LONDON, England (CNN) -- A habitually violent young man was convicted Wednesday of the murder of teenage actor Rob Knox, who had starred in the latest "Harry Potter" film.
The father, brother and mother of Rob Knox pose together after the death of the young actor.
Karl Bishop, 22, attacked Knox and four friends with two kitchen knives outside a bar in Sidcup, south east London, last May. He stabbed them 10 times in less than two minutes, the Old Bailey court in central London heard.
Knox, 18, had rushed out of the bar after he heard that Bishop had threatened his younger brother Jamie but he ended up being stabbed five times, once in a main artery. He died in hospital later that night.
Bystanders said Bishop's face was "screwed up in rage" as he lashed out with the two knives, the Press Association reported.
Days before the attack, the actor had finished filming on "Harry Potter And The Half-Blood Prince," due for international release in July, in which he played the role of Marcus Belby. He was set to reprise the part in future "Harry Potter" films.
Knox's father Colin told mourners at his funeral, including co-star Rupert Grint, that his son had been "living the dream," PA said.
Prosecutor Brian Altman told the court that the young actor's promising life was ended by a "habitual knife carrier" who believed stabbing people was an "occupational hazard" and had previous convictions for knife crime.
Bishop is due to be sentenced on Thursday.

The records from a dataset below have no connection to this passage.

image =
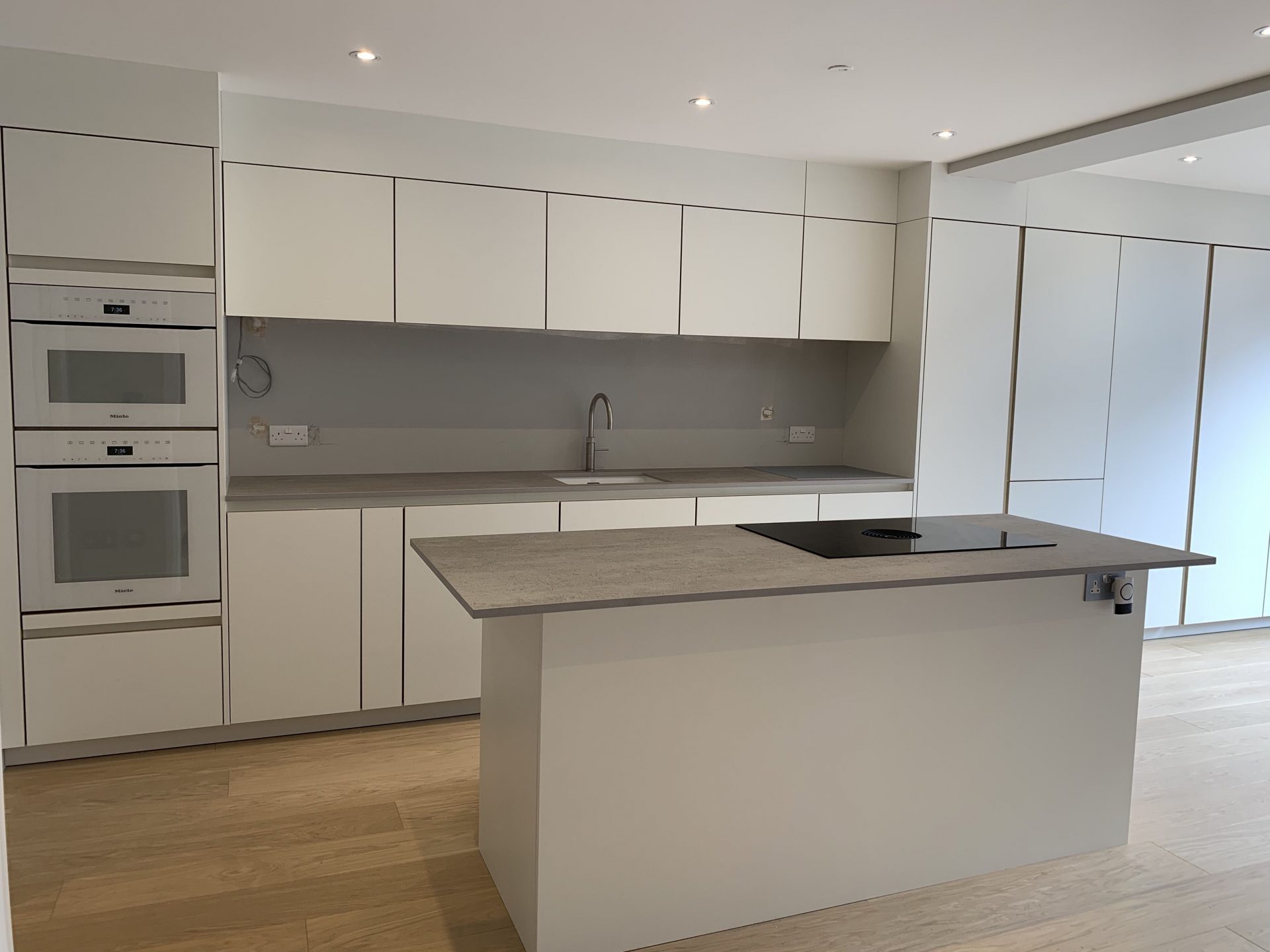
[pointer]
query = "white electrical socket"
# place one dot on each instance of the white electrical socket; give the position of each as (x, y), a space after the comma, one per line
(288, 436)
(802, 434)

Knife crime in Britain is a political hot topic due to a spate of recent killings of mainly young people in major cities. UK Prime Minister Gordon Brown has urged tougher sentences for those caught carrying knives. He told the Daily Telegraph last month: "By carrying a knife you are not only endangering the lives of others, but you are more likely to be killed, or end up in jail.
"We need to change the way young people think about knives, we need families and communities working together ... to get this message across and help stamp out knife crime and get weapons off our streets."